Widely used Project Management Methodologies
1. Agile Development Methodology
It is an iterative approach that emphasises collaboration and adaptability. The project is divided into small cycles called sprints typically 14 days. The teams gather feedback at the end of each sprint before moving forward. Scrum is an agile framework which focuses on fixed length sprints, regular meetings and clearly defined roles. The sprint consists of Daily Standup meetings (DSUs), sprint planning meetings and sprint retrospective meetings.
2. Waterfall Development Methodology
It is a traditional approach where tasks are completed in sequential phases like planning, design, development and maintenance. It is used in projects which have well defined goals and requirements. The challenge with this approach is if some changes in requirements are made it is very hard to traceback and make changes.

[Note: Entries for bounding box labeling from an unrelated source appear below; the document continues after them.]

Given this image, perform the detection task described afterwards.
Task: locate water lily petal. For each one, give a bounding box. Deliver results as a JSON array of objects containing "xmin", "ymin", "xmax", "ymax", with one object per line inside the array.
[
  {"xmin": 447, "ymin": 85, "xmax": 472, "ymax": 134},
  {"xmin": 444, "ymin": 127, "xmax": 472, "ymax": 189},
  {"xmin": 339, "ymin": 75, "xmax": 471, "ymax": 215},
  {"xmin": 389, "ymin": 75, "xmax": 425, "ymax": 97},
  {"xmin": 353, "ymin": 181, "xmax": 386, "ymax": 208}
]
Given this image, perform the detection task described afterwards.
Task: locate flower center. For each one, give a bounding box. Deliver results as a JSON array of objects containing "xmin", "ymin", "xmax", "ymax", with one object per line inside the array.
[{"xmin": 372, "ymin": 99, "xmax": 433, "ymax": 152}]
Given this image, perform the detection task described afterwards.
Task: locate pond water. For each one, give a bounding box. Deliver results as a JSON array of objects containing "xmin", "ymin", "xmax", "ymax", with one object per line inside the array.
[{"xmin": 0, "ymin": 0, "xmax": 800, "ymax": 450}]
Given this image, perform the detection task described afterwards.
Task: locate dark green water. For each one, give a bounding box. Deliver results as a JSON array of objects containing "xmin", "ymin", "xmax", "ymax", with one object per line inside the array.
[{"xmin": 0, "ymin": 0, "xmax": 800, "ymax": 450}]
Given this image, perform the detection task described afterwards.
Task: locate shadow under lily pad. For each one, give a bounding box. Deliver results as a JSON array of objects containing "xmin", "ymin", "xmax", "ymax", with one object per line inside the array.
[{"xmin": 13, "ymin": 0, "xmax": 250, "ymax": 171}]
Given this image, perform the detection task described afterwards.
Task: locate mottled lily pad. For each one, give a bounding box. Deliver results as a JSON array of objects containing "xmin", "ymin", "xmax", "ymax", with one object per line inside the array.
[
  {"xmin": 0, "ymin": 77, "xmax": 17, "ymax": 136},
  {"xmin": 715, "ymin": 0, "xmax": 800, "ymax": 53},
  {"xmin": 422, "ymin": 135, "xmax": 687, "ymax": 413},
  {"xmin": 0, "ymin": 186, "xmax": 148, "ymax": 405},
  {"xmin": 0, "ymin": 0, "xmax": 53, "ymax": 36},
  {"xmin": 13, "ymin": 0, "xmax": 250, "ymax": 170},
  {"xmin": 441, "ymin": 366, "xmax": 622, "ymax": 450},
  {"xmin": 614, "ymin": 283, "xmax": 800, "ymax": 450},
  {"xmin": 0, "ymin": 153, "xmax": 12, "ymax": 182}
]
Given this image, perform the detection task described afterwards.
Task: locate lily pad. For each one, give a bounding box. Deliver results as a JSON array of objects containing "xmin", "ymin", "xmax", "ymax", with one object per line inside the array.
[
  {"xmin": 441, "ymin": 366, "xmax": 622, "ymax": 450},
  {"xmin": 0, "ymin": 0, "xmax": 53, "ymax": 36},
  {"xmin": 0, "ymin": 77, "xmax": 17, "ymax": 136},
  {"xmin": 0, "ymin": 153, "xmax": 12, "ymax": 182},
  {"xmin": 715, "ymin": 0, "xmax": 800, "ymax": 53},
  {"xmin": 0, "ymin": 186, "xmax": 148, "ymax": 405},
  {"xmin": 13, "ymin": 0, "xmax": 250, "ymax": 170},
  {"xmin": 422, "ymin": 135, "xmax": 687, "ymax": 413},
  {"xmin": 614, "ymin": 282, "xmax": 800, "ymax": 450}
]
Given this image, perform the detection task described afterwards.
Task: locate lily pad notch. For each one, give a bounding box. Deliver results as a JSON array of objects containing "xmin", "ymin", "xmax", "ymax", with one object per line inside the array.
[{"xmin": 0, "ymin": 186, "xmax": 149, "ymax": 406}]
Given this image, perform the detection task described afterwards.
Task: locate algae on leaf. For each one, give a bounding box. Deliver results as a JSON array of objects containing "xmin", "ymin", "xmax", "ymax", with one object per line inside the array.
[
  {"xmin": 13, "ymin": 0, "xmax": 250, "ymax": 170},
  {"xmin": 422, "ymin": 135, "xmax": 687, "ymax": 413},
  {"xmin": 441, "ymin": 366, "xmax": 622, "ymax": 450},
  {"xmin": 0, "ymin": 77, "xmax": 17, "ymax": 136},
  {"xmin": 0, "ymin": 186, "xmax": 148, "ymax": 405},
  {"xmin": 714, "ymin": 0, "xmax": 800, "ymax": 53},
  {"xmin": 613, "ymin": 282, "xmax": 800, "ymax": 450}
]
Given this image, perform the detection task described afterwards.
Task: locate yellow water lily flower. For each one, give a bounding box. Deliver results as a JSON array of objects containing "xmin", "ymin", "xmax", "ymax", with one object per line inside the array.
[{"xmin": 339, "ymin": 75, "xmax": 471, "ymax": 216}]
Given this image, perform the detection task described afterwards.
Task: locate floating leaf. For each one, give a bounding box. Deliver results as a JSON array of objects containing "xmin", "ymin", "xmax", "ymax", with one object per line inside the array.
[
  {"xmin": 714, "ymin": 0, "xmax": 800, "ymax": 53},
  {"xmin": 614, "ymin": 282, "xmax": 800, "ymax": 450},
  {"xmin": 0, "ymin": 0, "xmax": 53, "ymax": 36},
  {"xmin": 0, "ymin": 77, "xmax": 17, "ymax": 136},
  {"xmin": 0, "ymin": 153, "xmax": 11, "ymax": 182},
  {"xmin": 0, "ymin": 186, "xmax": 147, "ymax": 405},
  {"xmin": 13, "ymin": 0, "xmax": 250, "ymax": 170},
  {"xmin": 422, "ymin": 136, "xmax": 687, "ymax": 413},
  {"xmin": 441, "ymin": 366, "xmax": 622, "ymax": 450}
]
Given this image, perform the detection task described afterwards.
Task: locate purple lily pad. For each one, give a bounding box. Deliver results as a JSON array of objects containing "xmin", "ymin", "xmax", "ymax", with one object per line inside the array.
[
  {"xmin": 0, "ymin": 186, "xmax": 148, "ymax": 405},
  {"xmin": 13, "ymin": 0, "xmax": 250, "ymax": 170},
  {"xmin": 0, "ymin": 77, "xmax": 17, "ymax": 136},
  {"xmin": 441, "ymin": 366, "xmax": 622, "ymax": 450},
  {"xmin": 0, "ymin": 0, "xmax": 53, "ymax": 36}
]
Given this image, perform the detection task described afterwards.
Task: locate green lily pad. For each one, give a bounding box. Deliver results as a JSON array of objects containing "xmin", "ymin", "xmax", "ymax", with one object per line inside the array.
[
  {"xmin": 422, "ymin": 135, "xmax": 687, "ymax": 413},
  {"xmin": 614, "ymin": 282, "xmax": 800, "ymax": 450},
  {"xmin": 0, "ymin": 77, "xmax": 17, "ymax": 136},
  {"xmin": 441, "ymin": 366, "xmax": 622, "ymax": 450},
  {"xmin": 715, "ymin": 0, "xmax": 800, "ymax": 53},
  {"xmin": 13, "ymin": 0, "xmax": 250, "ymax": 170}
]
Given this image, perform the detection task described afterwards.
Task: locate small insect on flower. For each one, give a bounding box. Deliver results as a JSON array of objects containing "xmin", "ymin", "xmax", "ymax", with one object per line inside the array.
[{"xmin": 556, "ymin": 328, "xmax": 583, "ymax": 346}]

“The choice between 2 methodologies totally depends on the complexity of the project and timelines.”
3. Hybrid approach
Hybrid project management combines elements of different methodologies—most commonly Agile and Waterfall—to bring together the structure of detailed planning with the flexibility of iterative execution. It’s often used in real-world projects where teams plan upfront using Waterfall but execute using Agile practices. This approach is especially useful in enterprise settings where compliance and governance need to coexist with fast-paced development. While it offers the best of both worlds, it also requires strong coordination and clear communication to succeed.
Wrapping Up: Why it Matters
By following a proper development strategy and having a team which is properly trained companies can deliver high quality projects. A good delivery can lead to increased customer satisfaction and experience , drive revenue growth , improve brand growth and encourage customer-driven innovation.